Emidio fa una lunga pausa e, poi, inizia nuovamente a parlare.

«Era il mese di dicembre del 1944, eravamo in Grecia, dovevamo tornare a casa, in Italia. Gli inglesi ci fecero avvicinare ad una nave, ci spogliarono per essere visitati. Una volta effettuato il controllo, pensavo che ci riconsegnassero i vestiti, invece no. Fummo fatti salire all’interno della nave completamente nudi, ammassati come bestiame da macello. Quella imbarcazione non era una nave ma un campo di concentramento ambulante. Avevo freddo e chiesi una coperta, miracolosamente me la diedero.
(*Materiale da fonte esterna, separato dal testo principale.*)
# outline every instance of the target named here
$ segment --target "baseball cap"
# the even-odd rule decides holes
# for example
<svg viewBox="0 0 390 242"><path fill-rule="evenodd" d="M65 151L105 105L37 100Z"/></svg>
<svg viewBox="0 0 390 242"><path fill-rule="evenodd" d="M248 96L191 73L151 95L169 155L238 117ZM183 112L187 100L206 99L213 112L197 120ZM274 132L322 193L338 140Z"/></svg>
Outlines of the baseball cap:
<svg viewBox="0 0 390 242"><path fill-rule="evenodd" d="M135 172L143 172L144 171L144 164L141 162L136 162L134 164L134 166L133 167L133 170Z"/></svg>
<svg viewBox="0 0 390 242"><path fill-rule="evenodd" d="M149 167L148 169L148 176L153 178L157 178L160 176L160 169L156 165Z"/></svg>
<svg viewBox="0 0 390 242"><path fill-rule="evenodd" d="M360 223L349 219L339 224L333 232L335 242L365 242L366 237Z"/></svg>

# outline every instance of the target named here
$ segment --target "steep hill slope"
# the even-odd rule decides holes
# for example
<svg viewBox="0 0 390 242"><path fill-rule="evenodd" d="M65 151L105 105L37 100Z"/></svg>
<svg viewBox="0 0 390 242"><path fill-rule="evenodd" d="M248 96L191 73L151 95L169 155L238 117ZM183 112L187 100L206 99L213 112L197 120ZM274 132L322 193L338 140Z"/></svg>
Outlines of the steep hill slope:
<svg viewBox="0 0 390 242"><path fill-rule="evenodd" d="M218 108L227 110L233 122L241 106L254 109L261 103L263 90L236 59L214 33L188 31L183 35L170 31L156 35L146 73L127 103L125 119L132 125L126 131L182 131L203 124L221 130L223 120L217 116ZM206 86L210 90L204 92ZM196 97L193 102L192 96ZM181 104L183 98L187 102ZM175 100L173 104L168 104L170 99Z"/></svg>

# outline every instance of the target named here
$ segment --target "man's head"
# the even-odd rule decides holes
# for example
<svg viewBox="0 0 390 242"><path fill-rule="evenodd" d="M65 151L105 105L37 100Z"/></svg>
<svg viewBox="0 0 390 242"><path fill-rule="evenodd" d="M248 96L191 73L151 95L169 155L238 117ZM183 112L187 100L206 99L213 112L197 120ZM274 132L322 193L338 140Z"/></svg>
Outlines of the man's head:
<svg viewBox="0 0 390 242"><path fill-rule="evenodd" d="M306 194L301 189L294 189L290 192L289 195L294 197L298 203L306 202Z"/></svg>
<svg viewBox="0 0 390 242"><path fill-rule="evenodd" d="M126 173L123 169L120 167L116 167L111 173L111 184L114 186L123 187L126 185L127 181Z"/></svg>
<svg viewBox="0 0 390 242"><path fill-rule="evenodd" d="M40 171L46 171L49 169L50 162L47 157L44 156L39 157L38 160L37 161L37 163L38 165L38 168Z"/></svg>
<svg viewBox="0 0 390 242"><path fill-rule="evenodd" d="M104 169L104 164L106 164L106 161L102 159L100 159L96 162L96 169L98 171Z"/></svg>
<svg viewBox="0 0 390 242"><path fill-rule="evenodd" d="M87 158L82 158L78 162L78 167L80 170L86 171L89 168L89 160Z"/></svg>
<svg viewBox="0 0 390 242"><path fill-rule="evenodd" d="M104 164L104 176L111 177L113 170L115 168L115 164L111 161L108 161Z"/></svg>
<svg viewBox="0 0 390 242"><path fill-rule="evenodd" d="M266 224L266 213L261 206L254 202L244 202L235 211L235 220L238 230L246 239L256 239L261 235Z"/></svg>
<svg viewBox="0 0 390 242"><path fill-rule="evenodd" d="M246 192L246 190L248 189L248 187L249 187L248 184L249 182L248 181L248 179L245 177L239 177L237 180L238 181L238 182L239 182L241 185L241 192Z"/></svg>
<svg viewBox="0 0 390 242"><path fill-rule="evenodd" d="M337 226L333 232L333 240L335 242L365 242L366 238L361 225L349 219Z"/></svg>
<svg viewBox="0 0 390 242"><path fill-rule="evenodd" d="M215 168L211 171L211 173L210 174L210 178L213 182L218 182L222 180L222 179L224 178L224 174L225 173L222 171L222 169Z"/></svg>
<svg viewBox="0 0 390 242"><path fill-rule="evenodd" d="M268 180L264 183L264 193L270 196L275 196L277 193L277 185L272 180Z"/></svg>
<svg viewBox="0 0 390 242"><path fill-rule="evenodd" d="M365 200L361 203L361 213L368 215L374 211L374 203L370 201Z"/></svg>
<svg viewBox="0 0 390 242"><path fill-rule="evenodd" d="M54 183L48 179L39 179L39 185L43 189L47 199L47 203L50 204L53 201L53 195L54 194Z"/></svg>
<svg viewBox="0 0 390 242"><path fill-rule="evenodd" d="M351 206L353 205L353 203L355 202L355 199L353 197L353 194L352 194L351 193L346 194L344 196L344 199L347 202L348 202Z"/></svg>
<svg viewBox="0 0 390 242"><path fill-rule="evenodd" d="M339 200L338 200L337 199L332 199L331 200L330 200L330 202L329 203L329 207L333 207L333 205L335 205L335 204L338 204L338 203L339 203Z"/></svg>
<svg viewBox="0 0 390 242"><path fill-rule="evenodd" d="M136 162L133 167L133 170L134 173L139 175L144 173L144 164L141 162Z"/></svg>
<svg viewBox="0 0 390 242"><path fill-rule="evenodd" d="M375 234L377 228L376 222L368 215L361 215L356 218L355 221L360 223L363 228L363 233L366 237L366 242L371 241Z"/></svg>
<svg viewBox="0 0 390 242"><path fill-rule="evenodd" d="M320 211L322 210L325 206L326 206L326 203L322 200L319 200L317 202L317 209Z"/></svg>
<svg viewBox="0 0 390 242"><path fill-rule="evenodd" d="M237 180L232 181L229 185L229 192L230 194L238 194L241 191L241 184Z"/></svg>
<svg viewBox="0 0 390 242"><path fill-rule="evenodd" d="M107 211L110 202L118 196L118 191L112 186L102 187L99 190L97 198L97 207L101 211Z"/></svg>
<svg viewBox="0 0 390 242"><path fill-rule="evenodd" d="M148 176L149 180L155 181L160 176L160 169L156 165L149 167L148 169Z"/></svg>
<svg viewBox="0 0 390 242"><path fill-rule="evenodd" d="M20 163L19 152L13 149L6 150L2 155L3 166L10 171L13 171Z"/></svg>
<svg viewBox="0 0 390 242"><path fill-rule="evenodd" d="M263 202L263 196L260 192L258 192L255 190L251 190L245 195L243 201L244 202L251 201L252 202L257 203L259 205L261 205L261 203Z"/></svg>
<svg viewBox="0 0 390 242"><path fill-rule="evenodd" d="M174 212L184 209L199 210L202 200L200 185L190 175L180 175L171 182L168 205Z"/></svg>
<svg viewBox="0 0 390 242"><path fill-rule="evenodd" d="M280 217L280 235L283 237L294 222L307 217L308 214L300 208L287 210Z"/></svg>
Una volta arrivati nel porto di Catanzaro mi tolsero l’unico pezzo di stoffa che avevo per coprirmi e mi fecero scendere, insieme ai miei compagni, nudo. Era la fine del mese di dicembre, faceva davvero freddo.

Una volta arrivati a destinazione ci costrinsero a lavarci, all’aperto, con secchi di acqua gelata. Chi non si lavava non aveva diritto al cibo. Io presi quel secchio e, con coraggio, me lo versai addosso. Ritornai a casa con la febbre altissima. Sono stato ricoverato cinque mesi in ospedale».

Quando Emidio Di Cicco, con una mente sorprendentemente lucida, mi ha raccontato, nel nostro splendido dialetto marsicano, questi episodi, la mia anima era invasa da una miriade di sensazioni, sgomento, dolore, ma anche, stima, orgoglio per la sua persona. Pensavo, come sia possibile sopravvivere a ciò, come sia possibile vivere queste terribili esperienze e rimanere, a distanza di cento anni, con quel sorriso, che vi giuro, mi ha fatto commuovere.

Emidio è un grande uomo della nostra terra. E’ stato un onore per me conoscerlo e far conoscere, a chi leggerà questo articolo, la storia di un fedele figlio d’Abruzzo, Emidio “Tarramut”, oggi, 13 gennaio 2015, circondato dall’affetto dei suoi cari.